Alaska’s Department of Revenue is mulling a third tax tier for cannabis cultivators in an apparent bid to make the state’s legal marijuana prices more competitive with the black market.
That’s according to Ken Alper, director of the state’s tax division, who was speaking at Alaska’s Marijuana Control Board on Wednesday.
- The state’s current excise tax per wholesale ounce of cannabis bud or flower is $50, according to the Marijuana Business Factbook 2018.
- That rate – equivalent to $800 a pound – is decimating profit margins and boosting black-market activity, Alaska’s legal cultivators argue.
- A second tax tier – $15 per wholesale ounce – is levied on what’s commonly called trim.
- Cultivators pay the taxes when cannabis is sold to retailers.

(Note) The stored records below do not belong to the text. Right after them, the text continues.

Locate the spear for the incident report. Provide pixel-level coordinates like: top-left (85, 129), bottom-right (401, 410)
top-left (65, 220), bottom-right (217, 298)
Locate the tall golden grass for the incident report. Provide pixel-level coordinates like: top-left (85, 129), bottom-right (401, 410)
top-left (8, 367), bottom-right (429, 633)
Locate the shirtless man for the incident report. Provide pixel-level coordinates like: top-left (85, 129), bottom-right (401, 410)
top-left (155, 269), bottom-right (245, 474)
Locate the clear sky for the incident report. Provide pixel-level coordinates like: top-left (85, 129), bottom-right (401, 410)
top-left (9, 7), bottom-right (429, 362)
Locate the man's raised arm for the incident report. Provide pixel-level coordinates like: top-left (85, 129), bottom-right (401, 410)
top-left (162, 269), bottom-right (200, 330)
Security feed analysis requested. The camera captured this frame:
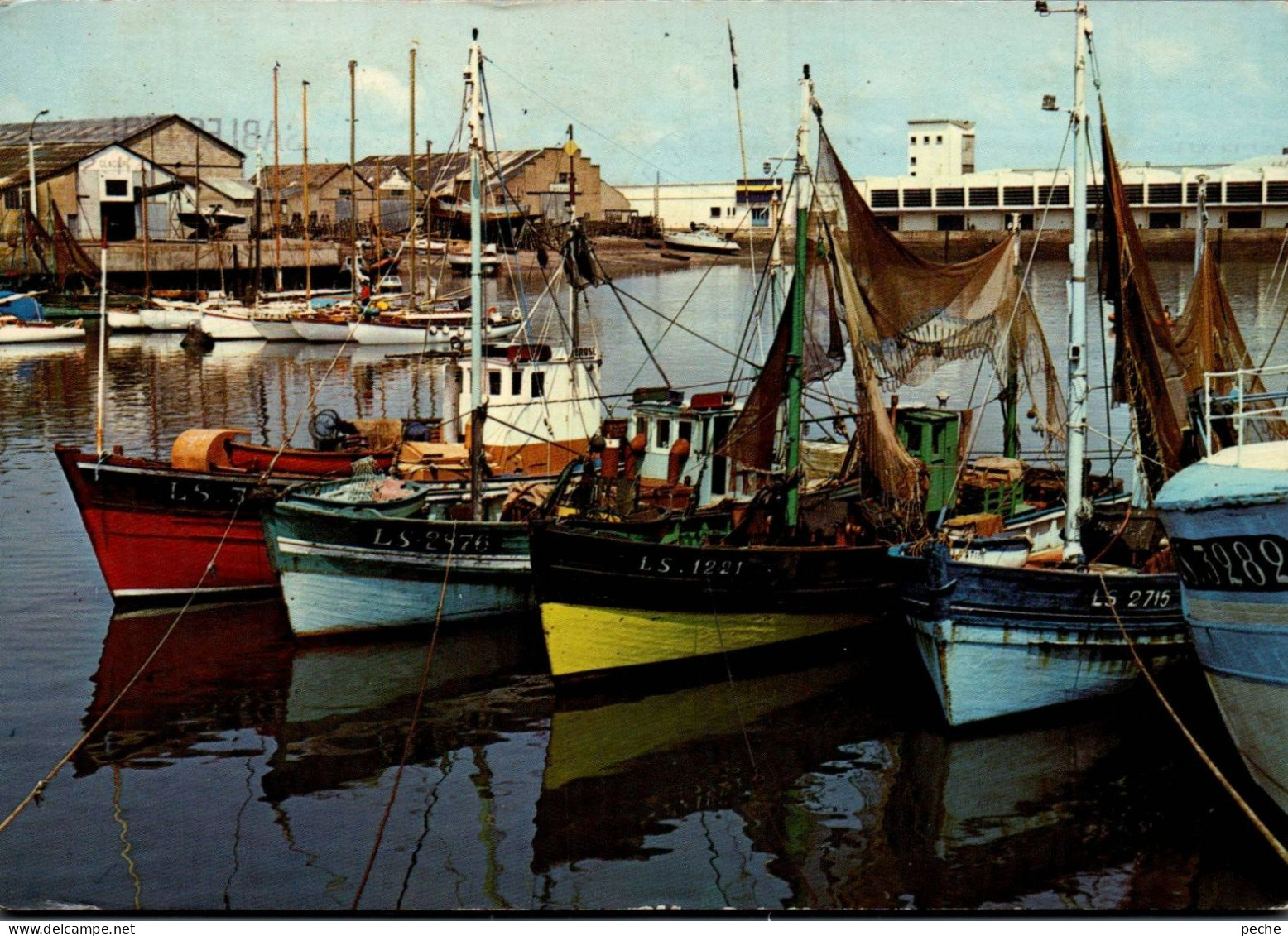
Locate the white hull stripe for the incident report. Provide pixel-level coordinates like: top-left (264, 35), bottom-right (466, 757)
top-left (112, 582), bottom-right (277, 598)
top-left (1185, 591), bottom-right (1288, 630)
top-left (277, 537), bottom-right (532, 573)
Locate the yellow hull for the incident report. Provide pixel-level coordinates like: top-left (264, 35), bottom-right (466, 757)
top-left (541, 602), bottom-right (876, 676)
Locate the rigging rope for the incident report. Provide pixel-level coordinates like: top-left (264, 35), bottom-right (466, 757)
top-left (349, 523), bottom-right (456, 910)
top-left (1098, 573), bottom-right (1288, 865)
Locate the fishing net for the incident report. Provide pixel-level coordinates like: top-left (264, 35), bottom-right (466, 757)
top-left (1175, 251), bottom-right (1288, 450)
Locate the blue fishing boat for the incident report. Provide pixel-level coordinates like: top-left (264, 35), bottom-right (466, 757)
top-left (264, 35), bottom-right (600, 636)
top-left (1154, 368), bottom-right (1288, 813)
top-left (892, 2), bottom-right (1189, 725)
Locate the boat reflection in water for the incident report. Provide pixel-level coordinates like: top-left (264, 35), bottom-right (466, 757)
top-left (74, 602), bottom-right (292, 775)
top-left (65, 602), bottom-right (1288, 911)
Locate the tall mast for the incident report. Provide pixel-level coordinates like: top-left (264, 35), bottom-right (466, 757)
top-left (273, 62), bottom-right (282, 292)
top-left (565, 123), bottom-right (581, 352)
top-left (1001, 228), bottom-right (1022, 458)
top-left (349, 60), bottom-right (358, 303)
top-left (465, 30), bottom-right (486, 521)
top-left (192, 134), bottom-right (200, 290)
top-left (139, 132), bottom-right (157, 299)
top-left (1194, 174), bottom-right (1207, 276)
top-left (407, 49), bottom-right (416, 308)
top-left (1064, 0), bottom-right (1091, 563)
top-left (303, 81), bottom-right (313, 305)
top-left (786, 65), bottom-right (814, 530)
top-left (94, 225), bottom-right (107, 456)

- The current excise tax makes it difficult for cultivators to compete with the black market, said Brandon Emmett, vice chair of Alaska’s Marijuana Control Board and chief operating officer of Good Titrations, an Alaskan concentrates producer.

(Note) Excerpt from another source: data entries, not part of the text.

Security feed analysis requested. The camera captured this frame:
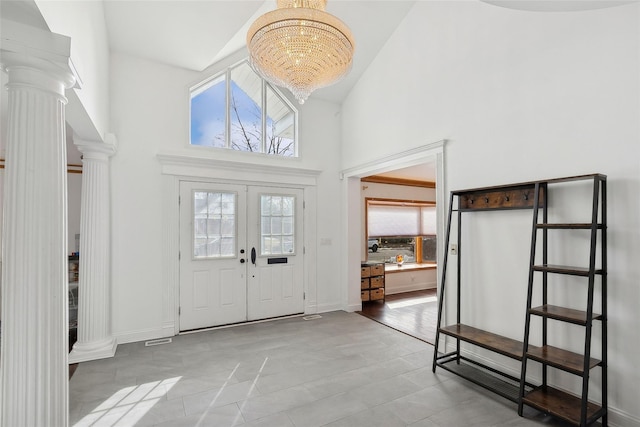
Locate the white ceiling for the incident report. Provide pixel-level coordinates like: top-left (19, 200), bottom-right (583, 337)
top-left (104, 0), bottom-right (415, 103)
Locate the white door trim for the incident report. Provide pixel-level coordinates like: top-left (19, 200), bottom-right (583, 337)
top-left (340, 139), bottom-right (447, 311)
top-left (157, 153), bottom-right (321, 337)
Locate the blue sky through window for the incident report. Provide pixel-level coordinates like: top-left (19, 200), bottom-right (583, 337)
top-left (190, 64), bottom-right (296, 157)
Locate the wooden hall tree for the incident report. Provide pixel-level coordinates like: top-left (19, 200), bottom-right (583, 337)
top-left (432, 174), bottom-right (607, 426)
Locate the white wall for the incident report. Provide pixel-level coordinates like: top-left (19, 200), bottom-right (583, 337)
top-left (343, 1), bottom-right (640, 425)
top-left (111, 54), bottom-right (342, 342)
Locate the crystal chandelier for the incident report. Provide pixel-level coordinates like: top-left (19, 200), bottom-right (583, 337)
top-left (247, 0), bottom-right (354, 104)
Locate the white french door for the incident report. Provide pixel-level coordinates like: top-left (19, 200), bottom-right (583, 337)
top-left (247, 187), bottom-right (304, 320)
top-left (179, 181), bottom-right (304, 331)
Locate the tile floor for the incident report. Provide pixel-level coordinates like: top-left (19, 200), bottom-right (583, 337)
top-left (69, 312), bottom-right (576, 427)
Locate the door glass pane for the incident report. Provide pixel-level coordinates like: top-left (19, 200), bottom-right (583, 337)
top-left (193, 191), bottom-right (236, 259)
top-left (260, 194), bottom-right (295, 255)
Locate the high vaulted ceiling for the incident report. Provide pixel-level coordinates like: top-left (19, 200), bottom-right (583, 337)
top-left (104, 0), bottom-right (415, 103)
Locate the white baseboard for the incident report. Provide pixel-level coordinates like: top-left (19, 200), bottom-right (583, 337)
top-left (315, 302), bottom-right (344, 313)
top-left (115, 328), bottom-right (166, 344)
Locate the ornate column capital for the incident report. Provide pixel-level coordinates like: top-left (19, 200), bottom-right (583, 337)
top-left (0, 19), bottom-right (82, 95)
top-left (73, 133), bottom-right (117, 160)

Alper didn’t offer details on what a third tax rate would look like, which would need legislative approval. However, he emphasized the need for caution regarding syntax used to define parts of the plant that would fall into a new tier.
“Anything is probably better than what we have now,” Emmett said during Wednesday’s meeting.
“Whether it’s a percentage of a retail sales tax, a THC potency tax or an amendment to the excise tax, we need something that meets Alaskans’ demand, and we need to make it no longer profitable for black-market operators to ship illegal product into our state.”
Alper also said if a consensus develops on a new tax tier, the state’s tax division would work with the industry to move it to the legislature.